Dear Reader,
Since publishing our debut issue in June, the dust has settled and we’ve enjoyed the opportunity to assess the direction of Contra Viento and further establish our project. Some updates: we hired the incredible Claire Meuschke as poetry editor, whose three poems you can find in Issue One; we hunted for grants and welcomed several generous donations (if you’d like to add your name to that list, our Donate page is here); and we introduced Open Range, our home for more frequent postings from rangelands and across the American West.
As always, we are committed to exploring the complex substance of rangelands — those massive yet marginal spaces — and showcasing the work which emerges therein. We remain fascinated by how people fashion livelihoods in concert with these landscapes. And we continue to be delighted by the wide range of art and writing that surprises, dissects, reframes, and undermines.
Our second issue has an unintended focus on the desert: or, more specifically, the lens through which we understand the desert as such. You’ll find a terrific analysis of sand qua glass in Samuel Rafael Barber’s breathless short story.

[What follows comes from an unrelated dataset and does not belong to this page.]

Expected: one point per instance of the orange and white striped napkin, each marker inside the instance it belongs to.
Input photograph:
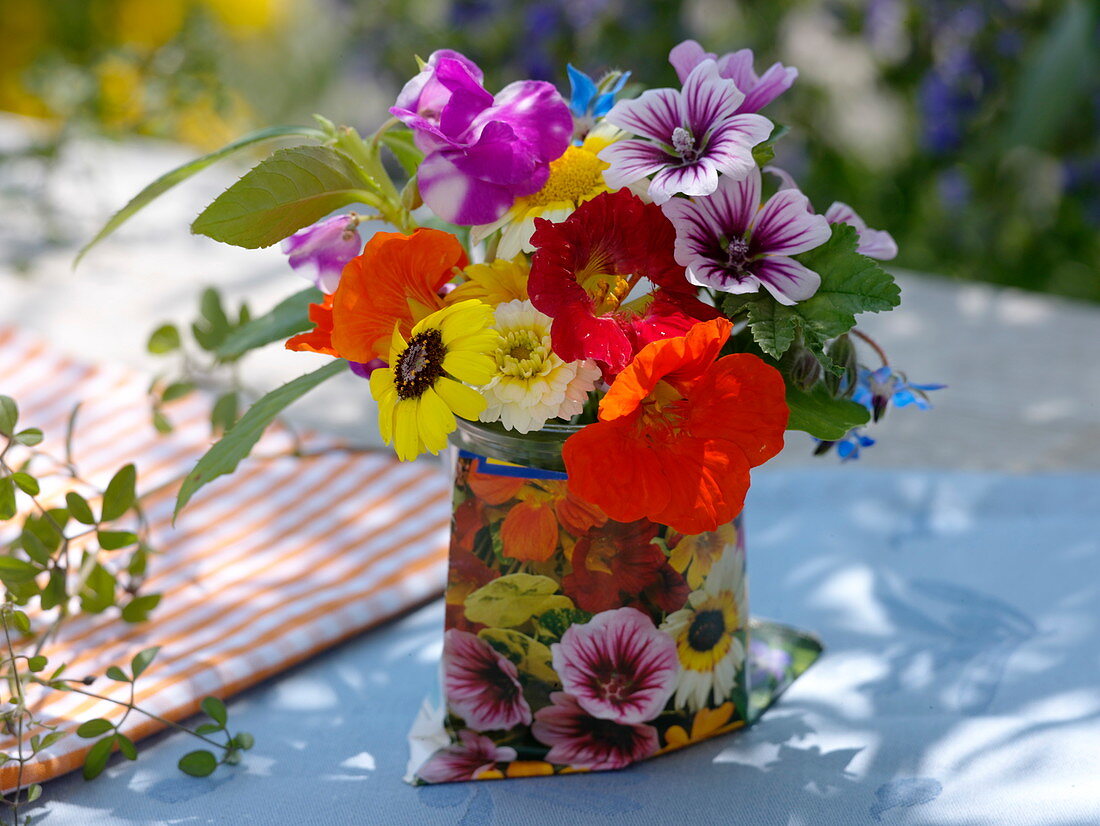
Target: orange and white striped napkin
(264, 569)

You’ll feel the selfsame sand shift beneath your feet while watching Ben Bigelow’s speculative virtual-reality film, The Desert; or while following the mirage-spawned whale in Kim Parko’s prose; or while attempting to reconfigure Paul Henderson’s subtractive collages; or while gasping through Brandon Shimoda’s poems, four of which are titled, again, THE DESERT.
Elsewhere, we have poetry from the US-Mexico border and El Salvador; intimate essays on silence in Wyoming and dairies in South Dakota; fiction about sage grouse, oil, and jailbreak; sculptures of decay, vivid photographs of California’s Cuyama Valley, and a revealing interview about image-making in the rural West.
Thanks for journeying with us. We hope you enjoy!